In December, on the heels of the Cancún triumph, Calderón promised to phase out all incandescent light bulbs in Mexico over the next four years. Around the same time, his finance minister, Ernesto Cordero, announced a plan to reduce greenhouse emissions by half by 2050. And to reiterate, while the Republican Party is locked into a feedback loop of climate denialism, this is a right-wing leader pushing these policies.

But Calderón isn’t the only heavyweight politician embracing environmental policies. Mexico City Mayor Marcelo Ebrard of the PRD has also earned a reputation for green policies, among them a new trash-separating campaign to improve recycling and a program to increase the use of bicycles in the smoggy capital. Ebrard has a decent chance of becoming president at some point in the future –he is already campaigning for his party’s nomination for the 2012 presidency, but if you believe the polls, 2018 seems a more likely for an Ebrard victory– so this pro-green instinct that Calderón has cultivated could grow in the years to come.

A cynical response to all this would be that it’s mostly window-dressing; Mexico hasn’t done anything beyond make promises for the future and announce some minor attention-getting changes. Furthermore, even if Mexico radically reduces its carbon footprint, with just one-sixtieth of the world’s population and the eleventh largest economy in the world, there’s a limit to what it can accomplish.

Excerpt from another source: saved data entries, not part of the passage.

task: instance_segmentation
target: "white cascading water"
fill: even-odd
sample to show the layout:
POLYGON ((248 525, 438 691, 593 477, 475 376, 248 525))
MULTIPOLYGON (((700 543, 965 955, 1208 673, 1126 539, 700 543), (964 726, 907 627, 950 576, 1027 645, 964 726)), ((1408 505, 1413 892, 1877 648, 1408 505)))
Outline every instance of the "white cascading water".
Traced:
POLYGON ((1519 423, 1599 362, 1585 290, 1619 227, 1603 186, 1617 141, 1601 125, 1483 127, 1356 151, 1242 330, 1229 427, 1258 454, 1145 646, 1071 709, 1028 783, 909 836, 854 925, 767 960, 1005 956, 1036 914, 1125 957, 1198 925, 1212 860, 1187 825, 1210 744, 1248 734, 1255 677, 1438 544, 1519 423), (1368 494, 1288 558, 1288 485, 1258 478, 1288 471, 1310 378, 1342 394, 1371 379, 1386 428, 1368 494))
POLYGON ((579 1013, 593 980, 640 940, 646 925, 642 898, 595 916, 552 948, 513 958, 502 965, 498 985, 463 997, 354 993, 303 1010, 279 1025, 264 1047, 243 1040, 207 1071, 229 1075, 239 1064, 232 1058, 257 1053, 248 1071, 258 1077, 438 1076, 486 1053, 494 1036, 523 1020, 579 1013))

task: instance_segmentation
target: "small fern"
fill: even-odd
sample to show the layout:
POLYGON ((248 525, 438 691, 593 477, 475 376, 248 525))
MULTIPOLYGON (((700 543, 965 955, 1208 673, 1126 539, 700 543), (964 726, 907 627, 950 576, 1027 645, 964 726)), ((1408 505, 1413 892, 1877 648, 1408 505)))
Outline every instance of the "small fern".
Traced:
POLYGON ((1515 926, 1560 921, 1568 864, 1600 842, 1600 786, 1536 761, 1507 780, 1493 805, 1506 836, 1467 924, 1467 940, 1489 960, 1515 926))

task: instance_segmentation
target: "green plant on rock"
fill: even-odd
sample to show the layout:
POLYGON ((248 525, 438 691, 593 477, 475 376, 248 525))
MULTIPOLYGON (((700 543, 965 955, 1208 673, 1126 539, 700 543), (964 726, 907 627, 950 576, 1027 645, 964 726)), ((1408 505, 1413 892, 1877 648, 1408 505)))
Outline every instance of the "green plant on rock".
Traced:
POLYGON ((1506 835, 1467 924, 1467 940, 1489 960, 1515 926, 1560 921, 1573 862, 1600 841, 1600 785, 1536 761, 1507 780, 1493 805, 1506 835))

There’s certainly an element of truth to this, but Mexico appears to be one of the nations ahead of the curve on this issue, which is clearly something worth celebrating. And the dedication of a PAN stalwart, a conservative true believer in many respects, has the potential to shape an enduring pro-green coalition in Mexico, and turn environmentalism into an example of democratic efficiency, rather than stalemate.